Recent studies have highlighted the role of metabolic alteration in tumor development [1, 2]. Branched chain amino acids (BCAAs), consisting of leucine, isoleucine and valine, are essential amino acids that can only be acquired from diet rather than de novo synthesized in human body. Following the cellular uptake from circulation, the catabolic pathway is central to BCAA metabolism. Generally speaking, the imported BCAAs are catalyzed into α-keto acids by branched chain amino acid transaminase 1/2 (BCAT 1/2) in a reversible manner and the resulting α-ketoglutarate and glutamate could provide nitrogen for nucleotide biosynthesis and fuel the DNA replication process . Then, the α-keto acids are further decarboxylated and combined with a CoA group under the enzymatic action of branched-chain ketoacid dehydrogenase (BCKDH) complex.
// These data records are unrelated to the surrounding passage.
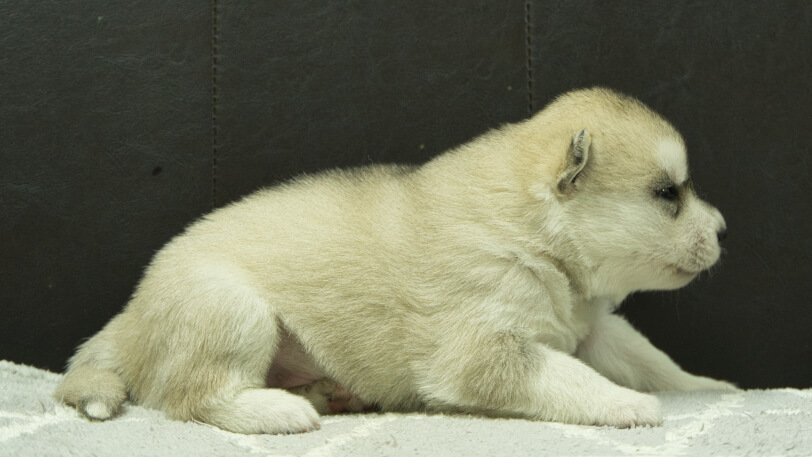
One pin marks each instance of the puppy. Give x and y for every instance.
(481, 282)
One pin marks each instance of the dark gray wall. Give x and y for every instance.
(122, 122)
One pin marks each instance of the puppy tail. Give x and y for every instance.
(95, 391)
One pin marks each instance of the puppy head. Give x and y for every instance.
(618, 176)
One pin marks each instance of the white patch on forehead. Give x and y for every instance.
(673, 159)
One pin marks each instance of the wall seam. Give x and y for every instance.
(214, 99)
(528, 36)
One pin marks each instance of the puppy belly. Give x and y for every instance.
(292, 366)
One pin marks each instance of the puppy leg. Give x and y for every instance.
(216, 347)
(507, 374)
(619, 352)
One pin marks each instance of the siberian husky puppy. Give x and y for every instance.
(483, 281)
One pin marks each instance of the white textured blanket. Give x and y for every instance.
(771, 422)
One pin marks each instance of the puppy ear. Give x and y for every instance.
(577, 155)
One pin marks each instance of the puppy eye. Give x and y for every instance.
(669, 193)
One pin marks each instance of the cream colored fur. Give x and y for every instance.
(483, 281)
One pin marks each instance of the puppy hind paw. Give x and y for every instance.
(631, 409)
(265, 411)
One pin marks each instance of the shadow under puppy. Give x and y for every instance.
(483, 281)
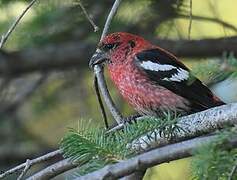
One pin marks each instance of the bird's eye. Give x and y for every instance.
(109, 46)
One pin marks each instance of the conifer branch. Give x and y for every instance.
(152, 158)
(31, 163)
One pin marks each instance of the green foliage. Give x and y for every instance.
(215, 70)
(94, 148)
(216, 160)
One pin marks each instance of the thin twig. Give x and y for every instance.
(110, 17)
(27, 167)
(96, 28)
(98, 70)
(13, 26)
(32, 162)
(100, 102)
(210, 19)
(190, 19)
(54, 170)
(196, 124)
(151, 158)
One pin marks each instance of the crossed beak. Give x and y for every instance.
(97, 58)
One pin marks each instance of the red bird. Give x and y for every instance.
(150, 78)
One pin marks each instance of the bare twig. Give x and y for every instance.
(151, 158)
(13, 26)
(68, 56)
(103, 112)
(31, 163)
(96, 28)
(190, 19)
(98, 70)
(54, 170)
(210, 19)
(110, 17)
(27, 167)
(195, 125)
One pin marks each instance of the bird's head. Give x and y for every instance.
(116, 46)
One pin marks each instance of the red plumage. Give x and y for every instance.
(151, 79)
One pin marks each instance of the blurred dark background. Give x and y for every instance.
(46, 86)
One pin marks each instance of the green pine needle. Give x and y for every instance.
(92, 148)
(215, 160)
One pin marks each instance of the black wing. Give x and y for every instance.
(164, 69)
Finally, after a series of irreversible enzymatic actions, the succinyl-CoA and acetyl-CoA are generated to take part in the tricarboxylic acid (TCA) cycle and serve as a carbon source [3, 4]. Free, untransformed intracellular BCAAs are potent stimulators of mTORC1 signaling pathway activation, which leads to enhanced protein synthesis [5, 6]. All these characteristics of BCAA metabolism make it a potential candidate for tumor intervention.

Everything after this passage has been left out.